In his book Animals Like Us the philosopher Mark Rowlands addresses this issue:
One of the consequences of widespread vegetarianism would be a massive reduction in the numbers of these animals. But what’s wrong with this? If, say, there are only 400 cows in the world instead of, say, 400 million, why should this matter? Answer: it does not. Whether it harms any of these cows depends on the individual interests of each cow, and there is no reason to suppose that the interests of an individual cow in any way involve the numbers of others of its kind, at least not as long as there are enough of these others around to provide it with companionship in a normal social setting. The welfare of each individual cow is completely unaffected by whether there are 400 or 400 million others of its kind. Vain and complex species that we are, we tend to worry about things like “the future of the human race.” So, it might be in our interests to have large numbers of humans around, because we worry about such things, and our (overinflated) view of our role in the universal scheme of things demands our continuation. But cows, pigs, chickens, and sheep certainly do not worry about the size of their species. As long as there are enough of them to form a normal social group, they’re happy.
It might be true that the elimination of a species or sub-species is a cause for regret, even if that species has been artificially created by a eugenic selective-breeding regime. But vegetarianism does not require the elimination of species. If we are worried about this, then we can always turn over areas of land — maintained by public funds — for grazing by animals that we currently eat. In a vegetarian world, perhaps we might want to do this anyway, as a living memorial to the morally bankrupt ways of our forbears. (p. 120)

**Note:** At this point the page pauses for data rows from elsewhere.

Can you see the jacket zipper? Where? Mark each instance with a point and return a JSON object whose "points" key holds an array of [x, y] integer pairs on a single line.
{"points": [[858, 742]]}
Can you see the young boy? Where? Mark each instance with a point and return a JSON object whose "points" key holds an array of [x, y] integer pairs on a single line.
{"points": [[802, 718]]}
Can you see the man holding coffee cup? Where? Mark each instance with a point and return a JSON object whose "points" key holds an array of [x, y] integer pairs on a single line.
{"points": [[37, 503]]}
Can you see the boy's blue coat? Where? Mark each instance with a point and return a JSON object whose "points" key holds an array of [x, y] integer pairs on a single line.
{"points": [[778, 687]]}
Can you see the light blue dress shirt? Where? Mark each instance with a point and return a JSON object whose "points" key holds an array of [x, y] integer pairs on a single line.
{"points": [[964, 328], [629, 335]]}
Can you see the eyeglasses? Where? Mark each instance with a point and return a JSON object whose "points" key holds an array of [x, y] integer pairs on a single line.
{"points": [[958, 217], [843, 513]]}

I’m more concerned than Rowlands appears to be that the extinction of species — even an “aritificial” one — might be a bad in itself, despite not affecting the interests of individual animals beyond their need for a sufficiently large social group. Each species is good in its kind and makes up a valuable part of the whole, which would seem to me to tell against its wanton elimination. I also think it might be possible for humans to have benign relationships with farm animals, as both the Post article, much farm writing (e.g. John Katz’s articles), and countless people’s experiences attest. So, preserving the possibility of those unique kinds of relationships might be another reason for making sure farm animal species don’t go extinct, in the unlikely event of widespread vegetarianism. Which is why the farm sanctuary is an intriguing model for post-animal husbandry arrangements.